品質基準が一種類だと何が困るか

LLM 出力の品質チェックを「OK か NG か」の二値で作ると、すぐに行き詰まります。

性質の異なる二種類の問題を、同じ物差しで測ろうとするためです。一つは絶対に許せないエラー——事実と異なる記述(ハルシネーション)、必須項目の欠落、明らかな破綻。もう一つは許容範囲内の揺れ——文体のトーン、文章量の増減、言い回しの違い。

前者は問答無用でブロックすべきです。しかし後者まで同じ基準でブロックすると、プロンプトの改善すら通らなくなります。「前と違う出力 = 不合格」にしてしまうと、何も変えられない。

この行き詰まりを抜けるのが、品質ゲートを二段に分ける設計です。

Stage 1 — 絶対的な最低条件

Stage 1 は「この出力を本番に出して大丈夫か」を見ます。ゴールデンとの比較は一切せず、その出力単体が最低ラインを満たしているかだけを判定します。

判定の材料は、各出力に付与された品質ラベルです。OK / NG のような二値でも、high / medium / low のような段階でもよいですが、「これ以下は許さない」という下限を決めておきます。

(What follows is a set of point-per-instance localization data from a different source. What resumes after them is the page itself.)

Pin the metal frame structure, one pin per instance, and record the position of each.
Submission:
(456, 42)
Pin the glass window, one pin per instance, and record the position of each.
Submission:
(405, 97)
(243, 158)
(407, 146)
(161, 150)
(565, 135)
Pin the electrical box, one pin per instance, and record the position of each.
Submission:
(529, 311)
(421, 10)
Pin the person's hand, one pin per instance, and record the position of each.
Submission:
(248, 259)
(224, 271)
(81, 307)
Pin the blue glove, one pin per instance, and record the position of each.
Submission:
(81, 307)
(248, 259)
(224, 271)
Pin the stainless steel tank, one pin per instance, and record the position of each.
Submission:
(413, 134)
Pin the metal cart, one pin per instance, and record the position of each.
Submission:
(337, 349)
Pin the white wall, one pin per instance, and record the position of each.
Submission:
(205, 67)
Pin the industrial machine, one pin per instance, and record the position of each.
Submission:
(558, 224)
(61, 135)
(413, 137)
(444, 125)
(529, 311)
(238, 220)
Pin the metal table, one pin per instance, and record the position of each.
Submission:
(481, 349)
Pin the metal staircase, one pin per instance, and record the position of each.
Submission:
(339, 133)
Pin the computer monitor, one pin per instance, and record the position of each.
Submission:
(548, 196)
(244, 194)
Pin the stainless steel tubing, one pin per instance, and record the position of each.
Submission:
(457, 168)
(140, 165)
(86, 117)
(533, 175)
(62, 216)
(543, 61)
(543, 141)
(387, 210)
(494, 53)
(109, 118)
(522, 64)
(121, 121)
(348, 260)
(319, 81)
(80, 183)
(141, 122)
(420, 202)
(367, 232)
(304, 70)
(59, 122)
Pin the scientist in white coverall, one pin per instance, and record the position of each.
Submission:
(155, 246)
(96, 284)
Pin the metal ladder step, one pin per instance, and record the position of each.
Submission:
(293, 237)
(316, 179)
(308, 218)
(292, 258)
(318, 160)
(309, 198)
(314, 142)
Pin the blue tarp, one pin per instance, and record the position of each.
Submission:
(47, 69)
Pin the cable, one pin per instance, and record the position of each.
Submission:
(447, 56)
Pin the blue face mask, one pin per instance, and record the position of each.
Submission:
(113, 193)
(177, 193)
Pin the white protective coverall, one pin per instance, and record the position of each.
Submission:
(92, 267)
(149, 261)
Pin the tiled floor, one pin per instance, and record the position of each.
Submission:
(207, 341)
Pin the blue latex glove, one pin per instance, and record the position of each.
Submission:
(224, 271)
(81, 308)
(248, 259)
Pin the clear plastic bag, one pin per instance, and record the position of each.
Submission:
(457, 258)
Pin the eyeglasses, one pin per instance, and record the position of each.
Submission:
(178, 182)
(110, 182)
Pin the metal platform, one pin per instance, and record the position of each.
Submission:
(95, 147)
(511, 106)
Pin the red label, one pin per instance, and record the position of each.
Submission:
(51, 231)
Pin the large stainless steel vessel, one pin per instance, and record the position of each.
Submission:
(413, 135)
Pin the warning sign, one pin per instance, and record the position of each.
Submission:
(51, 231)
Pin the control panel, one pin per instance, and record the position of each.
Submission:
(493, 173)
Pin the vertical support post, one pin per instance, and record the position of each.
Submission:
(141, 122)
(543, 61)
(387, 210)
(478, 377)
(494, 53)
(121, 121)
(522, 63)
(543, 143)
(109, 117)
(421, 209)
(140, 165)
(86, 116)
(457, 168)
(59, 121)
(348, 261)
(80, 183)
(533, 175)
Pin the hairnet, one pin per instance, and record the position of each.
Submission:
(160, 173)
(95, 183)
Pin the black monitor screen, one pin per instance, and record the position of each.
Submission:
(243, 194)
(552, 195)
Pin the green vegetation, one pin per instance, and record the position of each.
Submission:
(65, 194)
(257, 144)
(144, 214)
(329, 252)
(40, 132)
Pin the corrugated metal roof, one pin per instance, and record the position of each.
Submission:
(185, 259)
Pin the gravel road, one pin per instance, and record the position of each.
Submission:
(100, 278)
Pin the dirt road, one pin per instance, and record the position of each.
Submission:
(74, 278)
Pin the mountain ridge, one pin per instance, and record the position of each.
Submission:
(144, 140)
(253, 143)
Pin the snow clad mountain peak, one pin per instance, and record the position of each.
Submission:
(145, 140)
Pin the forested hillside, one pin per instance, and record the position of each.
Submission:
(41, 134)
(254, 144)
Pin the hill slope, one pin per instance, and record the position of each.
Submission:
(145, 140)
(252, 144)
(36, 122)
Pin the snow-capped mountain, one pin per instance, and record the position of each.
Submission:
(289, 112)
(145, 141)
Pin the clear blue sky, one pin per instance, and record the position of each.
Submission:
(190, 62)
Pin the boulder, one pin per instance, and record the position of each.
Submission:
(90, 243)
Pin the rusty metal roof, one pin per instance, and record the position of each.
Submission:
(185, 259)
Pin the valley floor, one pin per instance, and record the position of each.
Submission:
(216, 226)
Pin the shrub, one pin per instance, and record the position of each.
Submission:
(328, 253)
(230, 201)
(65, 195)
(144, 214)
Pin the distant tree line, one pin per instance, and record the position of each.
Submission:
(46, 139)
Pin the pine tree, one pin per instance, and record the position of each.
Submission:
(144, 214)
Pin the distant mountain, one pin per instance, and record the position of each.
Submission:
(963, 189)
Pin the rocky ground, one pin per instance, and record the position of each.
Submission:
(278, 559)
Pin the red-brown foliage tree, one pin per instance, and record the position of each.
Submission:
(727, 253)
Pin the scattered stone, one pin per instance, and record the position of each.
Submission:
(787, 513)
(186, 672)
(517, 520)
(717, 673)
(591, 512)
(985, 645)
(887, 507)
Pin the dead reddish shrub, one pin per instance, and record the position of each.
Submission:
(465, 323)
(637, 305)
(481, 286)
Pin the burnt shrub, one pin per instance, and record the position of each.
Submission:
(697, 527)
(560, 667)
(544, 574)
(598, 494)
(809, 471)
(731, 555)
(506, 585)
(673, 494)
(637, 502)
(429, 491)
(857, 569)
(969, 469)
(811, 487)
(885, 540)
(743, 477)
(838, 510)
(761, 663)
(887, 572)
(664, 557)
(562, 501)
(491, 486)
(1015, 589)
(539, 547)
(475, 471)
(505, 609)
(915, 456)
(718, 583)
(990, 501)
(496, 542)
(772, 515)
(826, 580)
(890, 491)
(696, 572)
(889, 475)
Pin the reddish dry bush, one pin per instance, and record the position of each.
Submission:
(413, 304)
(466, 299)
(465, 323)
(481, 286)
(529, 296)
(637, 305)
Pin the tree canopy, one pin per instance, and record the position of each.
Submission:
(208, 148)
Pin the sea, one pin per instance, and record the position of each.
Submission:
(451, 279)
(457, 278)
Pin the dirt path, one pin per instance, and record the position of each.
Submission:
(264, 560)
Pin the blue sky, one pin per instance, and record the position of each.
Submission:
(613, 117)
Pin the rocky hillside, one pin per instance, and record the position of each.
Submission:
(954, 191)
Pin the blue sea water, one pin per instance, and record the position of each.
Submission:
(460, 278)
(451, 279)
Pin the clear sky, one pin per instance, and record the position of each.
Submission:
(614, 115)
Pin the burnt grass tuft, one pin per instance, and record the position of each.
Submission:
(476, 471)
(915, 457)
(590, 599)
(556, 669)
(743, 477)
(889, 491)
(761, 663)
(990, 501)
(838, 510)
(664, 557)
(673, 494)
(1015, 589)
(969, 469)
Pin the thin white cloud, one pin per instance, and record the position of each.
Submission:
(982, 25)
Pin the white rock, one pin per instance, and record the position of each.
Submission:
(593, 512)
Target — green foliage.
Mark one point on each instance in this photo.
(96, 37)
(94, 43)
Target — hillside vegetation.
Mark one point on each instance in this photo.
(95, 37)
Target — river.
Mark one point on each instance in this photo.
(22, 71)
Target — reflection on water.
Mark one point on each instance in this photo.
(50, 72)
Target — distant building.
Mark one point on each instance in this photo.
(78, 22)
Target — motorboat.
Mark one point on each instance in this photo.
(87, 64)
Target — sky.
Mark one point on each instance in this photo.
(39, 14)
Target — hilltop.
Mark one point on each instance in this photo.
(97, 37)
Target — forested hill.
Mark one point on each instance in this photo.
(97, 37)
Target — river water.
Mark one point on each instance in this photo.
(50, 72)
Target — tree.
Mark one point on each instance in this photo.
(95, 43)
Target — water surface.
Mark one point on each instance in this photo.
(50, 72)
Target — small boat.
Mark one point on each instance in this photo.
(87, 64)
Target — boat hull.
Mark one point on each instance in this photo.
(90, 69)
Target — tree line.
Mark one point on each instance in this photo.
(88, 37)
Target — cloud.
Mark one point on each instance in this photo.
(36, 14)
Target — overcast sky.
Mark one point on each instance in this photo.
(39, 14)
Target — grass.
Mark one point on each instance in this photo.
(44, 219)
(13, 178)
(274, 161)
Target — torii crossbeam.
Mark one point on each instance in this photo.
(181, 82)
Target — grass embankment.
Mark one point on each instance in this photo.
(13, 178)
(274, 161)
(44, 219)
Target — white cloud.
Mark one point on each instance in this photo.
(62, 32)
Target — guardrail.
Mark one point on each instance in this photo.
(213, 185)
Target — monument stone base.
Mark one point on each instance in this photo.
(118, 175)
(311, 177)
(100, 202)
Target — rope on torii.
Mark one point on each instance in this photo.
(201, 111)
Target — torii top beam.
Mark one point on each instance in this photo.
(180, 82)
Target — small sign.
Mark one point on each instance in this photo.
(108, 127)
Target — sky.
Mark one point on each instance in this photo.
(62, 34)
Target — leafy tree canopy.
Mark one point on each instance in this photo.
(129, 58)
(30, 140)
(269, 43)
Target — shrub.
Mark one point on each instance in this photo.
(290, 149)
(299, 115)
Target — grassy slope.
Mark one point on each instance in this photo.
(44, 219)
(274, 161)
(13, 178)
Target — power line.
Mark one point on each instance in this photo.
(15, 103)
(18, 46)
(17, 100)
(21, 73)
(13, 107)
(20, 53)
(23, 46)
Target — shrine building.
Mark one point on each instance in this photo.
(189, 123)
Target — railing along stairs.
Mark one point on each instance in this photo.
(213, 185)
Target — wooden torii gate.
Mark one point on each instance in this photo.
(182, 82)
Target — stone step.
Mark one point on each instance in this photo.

RANK = {"low": 0, "ng": 0, "medium": 1, "high": 2, "ok": 2}

def stage1_pass(label: str) -> bool:
    return RANK[label] >= 1   # low / ng は即失敗

Stage 1 の失敗は「リリースを止めるべき事態」です。CI ではこれをエラー終了させ、マージをブロックします。

Stage 2 — ゴールデンとの比較(回帰防止)

Stage 2 は「以前より悪くなっていないか」を見ます。現在の出力を、承認済みのゴールデンデータと突き合わせ、品質ラベルが後退していれば回帰(regression)として記録します。

ゴールデン high → 現在 medium   →  Stage 2 失敗(後退)
ゴールデン medium → 現在 high   →  Stage 2 通過(改善)
ゴールデンなし → 現在 何でも    →  Stage 2 スキップ(新規ケース)

Stage 2 の失敗は「リリースを止めるほどではないが、人が見るべき変化」です。プロンプトを実験的に変えているときは一時的に Stage 2 失敗を許容して回す、という運用ができます。

終了コードで「何をブロックするか」を制御する

二つの Stage を別々の終了コードに割り当てると、CI 側で blocking の強さを選べます。

exit 0: Stage 1 / Stage 2 ともに通過
exit 1: Stage 1 通過、Stage 2 で回帰あり(警告)
exit 2: Stage 1 失敗(最低条件割れ)

exit 2 は必ず止める。exit 1 は止めるかどうかをプロジェクトの段階で決める——開発初期は警告に留め、リリース前は止める、といった使い分けです。

# CI 設定の例(GitHub Actions)
- name: quality gate
  run: sim quality-gate
  # シェルの終了コードで分岐:
  #   2 → ジョブ失敗
  #   1 → 警告として続行(後続でレビュー依頼を出す等)

STALE 検出(前回の記事で扱った「結果が古い」状態)を exit 2 に昇格させる --strict のようなオプションを足せば、リリース前の最終チェックとして「古い結果での合格」も塞げます。

カテゴリラベルと連続スコアの両建て

ここまではラベル(OK/NG、high/low)を前提にしましたが、タスクによっては連続値スコア(0.0〜1.0)で閾値判定したいこともあります。その場合は閾値を粒度別に指定できる設計にしておくと柔軟です。

sim quality-gate \
    --score-threshold screening=0.7 \
    --score-threshold scoring.comment=0.8

パイプライン単位・ステップ単位・項目単位と粒度を変えて指定できれば、「スクリーニング全体は 0.7 以上、採点コメントは 0.8 以上」のように、重要度に応じた基準を引けます。

まとめ

  • 品質基準を「絶対的な最低条件(Stage 1)」と「回帰防止(Stage 2)」に分けると、過剰ブロックを避けつつ品質を守れる
  • Stage 1 は出力単体の最低ライン、Stage 2 はゴールデンとの相対比較
  • 終了コード(0/1/2)を分けることで、CI 側で blocking の強さを選べる
  • --strict で STALE も止める、--score-threshold で連続値の粒度別閾値、と拡張できる

品質ゲートをクリアした後、ハルシネーション・法的配慮・品質改善の 3 シグナルを統合した上位のリリースゲートでリリース可否を最終判定する。